New Orleans Outreach has been around since 1993, and its job is to link the larger community's skills, talents and impulse to help with the needs of local public schools. Outreach works with six to eight schools per year, and has a coordinator at each partner school to make sure adult community members and students get the most from the relationship. It trains volunteers to work with young people, and it also provides paying jobs to artists and others leading some of its programs.
In addition to working with individuals, Outreach forms partnership with other local groups. One example is Young Aspirations / Young Artists, better known as YAYA, a nonprofit that teaches artistic and entrepreneurial skills to young people. YAYA executive director Baty Landis explains the connection with schools:
"We have always taught young people with the idea that they'd then be able to give back to the community, and what we've been able to do through the partnership with New Orleans Outreach is in fact to recycle that success. So kids who come up through the public schools, and now the charter schools system, and have been training intensively with YAYA during their high school years have the opportunity once they graduate to become mentors and teachers back in the school system."
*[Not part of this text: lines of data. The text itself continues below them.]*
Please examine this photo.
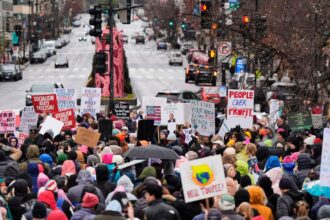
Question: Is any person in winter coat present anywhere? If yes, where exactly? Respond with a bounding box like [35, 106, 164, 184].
[71, 193, 99, 220]
[293, 153, 312, 189]
[247, 186, 274, 220]
[276, 177, 303, 218]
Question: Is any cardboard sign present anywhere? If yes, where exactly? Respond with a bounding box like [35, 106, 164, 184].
[114, 102, 129, 119]
[54, 109, 76, 130]
[191, 100, 215, 136]
[54, 88, 77, 111]
[180, 155, 227, 202]
[80, 88, 101, 117]
[320, 128, 330, 187]
[288, 111, 313, 131]
[0, 110, 16, 134]
[19, 106, 38, 133]
[75, 127, 101, 147]
[227, 89, 254, 129]
[39, 116, 63, 137]
[32, 94, 58, 113]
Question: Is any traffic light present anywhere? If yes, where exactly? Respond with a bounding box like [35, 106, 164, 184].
[95, 52, 108, 75]
[89, 5, 102, 37]
[201, 1, 211, 29]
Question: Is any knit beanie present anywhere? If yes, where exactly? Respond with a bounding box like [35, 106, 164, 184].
[81, 193, 99, 208]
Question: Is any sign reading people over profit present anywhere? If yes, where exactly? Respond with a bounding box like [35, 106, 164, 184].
[54, 109, 76, 130]
[227, 89, 254, 128]
[0, 110, 16, 134]
[180, 155, 227, 202]
[32, 94, 58, 113]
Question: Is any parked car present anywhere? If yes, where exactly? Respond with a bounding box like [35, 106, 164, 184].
[168, 52, 183, 66]
[0, 64, 23, 81]
[30, 52, 47, 64]
[55, 57, 69, 69]
[25, 83, 64, 106]
[156, 90, 200, 102]
[195, 65, 218, 86]
[157, 41, 167, 50]
[135, 35, 145, 44]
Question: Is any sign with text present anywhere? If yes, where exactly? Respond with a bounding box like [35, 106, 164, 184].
[191, 100, 215, 136]
[288, 111, 313, 131]
[54, 88, 77, 111]
[320, 128, 330, 187]
[180, 155, 227, 202]
[32, 94, 58, 113]
[0, 110, 16, 134]
[75, 127, 101, 147]
[54, 109, 76, 130]
[19, 106, 38, 133]
[80, 88, 101, 117]
[114, 102, 129, 119]
[227, 89, 254, 129]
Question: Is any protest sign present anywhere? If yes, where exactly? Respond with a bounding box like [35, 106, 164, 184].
[75, 127, 101, 147]
[0, 110, 16, 134]
[32, 94, 58, 113]
[320, 128, 330, 187]
[39, 116, 63, 138]
[312, 114, 323, 129]
[54, 109, 76, 130]
[180, 155, 227, 202]
[191, 100, 215, 136]
[227, 89, 254, 128]
[54, 88, 77, 111]
[19, 106, 38, 133]
[80, 88, 101, 117]
[114, 102, 129, 119]
[288, 111, 313, 131]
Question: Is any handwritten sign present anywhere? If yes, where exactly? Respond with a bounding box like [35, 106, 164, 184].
[54, 88, 77, 111]
[227, 89, 254, 128]
[80, 88, 101, 117]
[114, 102, 129, 119]
[32, 94, 58, 113]
[54, 109, 76, 130]
[180, 155, 227, 202]
[320, 128, 330, 187]
[0, 110, 16, 134]
[191, 100, 215, 136]
[19, 106, 38, 133]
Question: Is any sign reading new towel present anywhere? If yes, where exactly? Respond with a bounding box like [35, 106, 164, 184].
[227, 89, 254, 128]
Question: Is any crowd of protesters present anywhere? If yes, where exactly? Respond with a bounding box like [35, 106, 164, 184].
[0, 112, 330, 220]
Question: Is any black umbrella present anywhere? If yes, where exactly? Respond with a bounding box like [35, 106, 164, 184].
[124, 145, 179, 160]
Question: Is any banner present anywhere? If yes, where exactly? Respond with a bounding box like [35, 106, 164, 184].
[227, 89, 254, 129]
[32, 94, 58, 113]
[75, 127, 101, 147]
[180, 155, 227, 202]
[80, 88, 101, 118]
[54, 109, 76, 130]
[320, 128, 330, 187]
[54, 88, 77, 111]
[191, 100, 215, 136]
[19, 106, 38, 133]
[0, 110, 16, 134]
[114, 102, 129, 119]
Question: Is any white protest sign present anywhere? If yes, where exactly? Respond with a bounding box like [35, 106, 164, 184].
[191, 100, 215, 136]
[54, 88, 77, 111]
[320, 128, 330, 187]
[80, 88, 101, 117]
[227, 89, 254, 129]
[19, 106, 38, 133]
[180, 155, 227, 202]
[39, 116, 64, 138]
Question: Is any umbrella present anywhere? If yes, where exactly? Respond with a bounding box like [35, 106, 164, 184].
[303, 180, 330, 199]
[124, 145, 179, 160]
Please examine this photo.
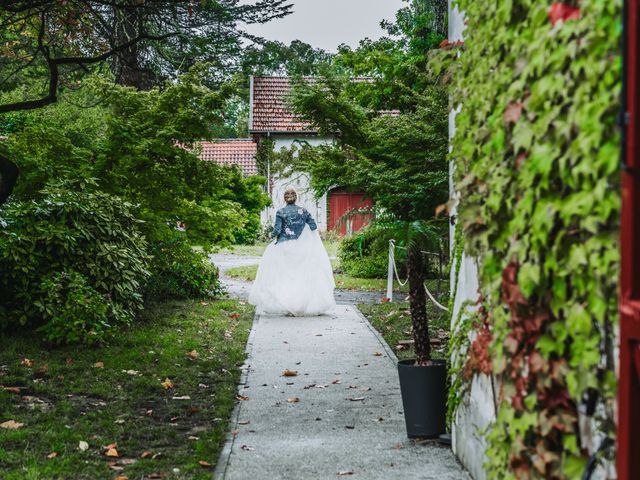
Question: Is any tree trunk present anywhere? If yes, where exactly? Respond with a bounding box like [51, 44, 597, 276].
[407, 246, 431, 365]
[0, 155, 19, 205]
[113, 5, 150, 90]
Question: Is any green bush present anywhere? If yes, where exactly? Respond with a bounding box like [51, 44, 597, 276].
[0, 184, 149, 340]
[34, 272, 109, 343]
[338, 228, 404, 278]
[146, 232, 222, 299]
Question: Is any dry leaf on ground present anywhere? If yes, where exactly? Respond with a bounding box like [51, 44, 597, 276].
[162, 378, 175, 390]
[0, 420, 24, 430]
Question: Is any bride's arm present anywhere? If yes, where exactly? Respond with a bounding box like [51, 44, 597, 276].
[305, 212, 318, 231]
[271, 212, 282, 241]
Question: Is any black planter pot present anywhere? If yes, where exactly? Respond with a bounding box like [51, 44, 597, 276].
[398, 360, 447, 438]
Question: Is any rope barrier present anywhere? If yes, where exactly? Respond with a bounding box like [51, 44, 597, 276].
[387, 239, 449, 312]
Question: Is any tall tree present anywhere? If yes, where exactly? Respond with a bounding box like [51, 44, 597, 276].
[0, 0, 291, 204]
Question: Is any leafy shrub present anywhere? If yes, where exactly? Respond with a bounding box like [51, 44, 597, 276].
[34, 272, 109, 343]
[146, 232, 221, 298]
[338, 228, 402, 278]
[0, 184, 149, 340]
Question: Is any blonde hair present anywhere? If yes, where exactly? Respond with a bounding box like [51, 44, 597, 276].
[284, 188, 298, 205]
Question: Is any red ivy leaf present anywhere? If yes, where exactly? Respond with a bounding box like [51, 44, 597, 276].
[549, 2, 580, 25]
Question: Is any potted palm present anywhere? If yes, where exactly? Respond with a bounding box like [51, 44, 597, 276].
[388, 221, 447, 438]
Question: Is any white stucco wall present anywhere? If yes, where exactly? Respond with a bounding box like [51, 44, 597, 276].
[449, 0, 495, 480]
[261, 136, 333, 232]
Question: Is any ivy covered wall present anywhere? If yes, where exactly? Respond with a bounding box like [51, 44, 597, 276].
[447, 0, 621, 479]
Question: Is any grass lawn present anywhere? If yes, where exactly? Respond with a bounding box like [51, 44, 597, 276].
[0, 300, 253, 480]
[225, 265, 420, 293]
[358, 299, 449, 360]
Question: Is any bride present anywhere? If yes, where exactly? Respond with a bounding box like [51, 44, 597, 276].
[249, 189, 336, 317]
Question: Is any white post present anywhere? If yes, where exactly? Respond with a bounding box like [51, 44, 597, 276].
[387, 239, 396, 302]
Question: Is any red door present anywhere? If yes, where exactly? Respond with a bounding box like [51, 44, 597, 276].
[329, 189, 373, 236]
[617, 0, 640, 480]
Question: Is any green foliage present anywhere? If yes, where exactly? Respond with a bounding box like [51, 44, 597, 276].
[97, 70, 269, 246]
[452, 0, 622, 478]
[0, 184, 149, 341]
[34, 272, 110, 343]
[338, 228, 389, 278]
[145, 232, 221, 299]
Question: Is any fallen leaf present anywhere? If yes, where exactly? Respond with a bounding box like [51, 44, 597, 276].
[104, 448, 120, 457]
[162, 378, 175, 390]
[187, 350, 198, 360]
[0, 420, 24, 430]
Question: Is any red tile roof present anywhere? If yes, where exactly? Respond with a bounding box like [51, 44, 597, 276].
[200, 138, 258, 176]
[249, 77, 317, 133]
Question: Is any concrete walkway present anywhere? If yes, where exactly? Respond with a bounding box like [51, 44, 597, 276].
[215, 305, 469, 480]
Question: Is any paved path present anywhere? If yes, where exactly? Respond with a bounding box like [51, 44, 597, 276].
[209, 253, 406, 305]
[215, 305, 469, 480]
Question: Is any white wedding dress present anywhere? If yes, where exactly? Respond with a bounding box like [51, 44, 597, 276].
[249, 225, 336, 317]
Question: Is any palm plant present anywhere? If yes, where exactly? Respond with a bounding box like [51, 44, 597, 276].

In this way, YAYA is helping bring much-needed art programming back to public schools and it's also providing valuable mentors to students.
"There's a sense of realness, where our teaching artists know what their students are going through because they've been there very recently," Landis says.
The subject matter itself isn't the only reward for students involved in these programs. Participation in after-school programs can lead to better attendance, fewer discipline problems and better academic success in general. The enrichment program can become a hook, Landis explains, something that truly engages students with their school careers and their communities.
"Eventually, hopefully, we can develop that hook for every kid in school and keep every kid in school because that's the goal really, to ensure a successful academic experience," Landis says.
That hook can take many different forms, from visual arts and dance to robotics and rocketry, from horticulture and cooking to intramural sports. That's the reason why Outreach casts a wide net for its instructors, tutors and volunteers. And students aren't the only ones getting something out of this. People involved with Outreach have the chance to participate in the historic reformation of a public school system, and Claudia Barker says sometimes they discover untapped talents for teaching within themselves.
"Anything that you can do, think and create is something that students would love to learn," she says. "Artists, musicians, writers, scientists, tutors, anybody can help students learn and we would really like to give folks that opportunity."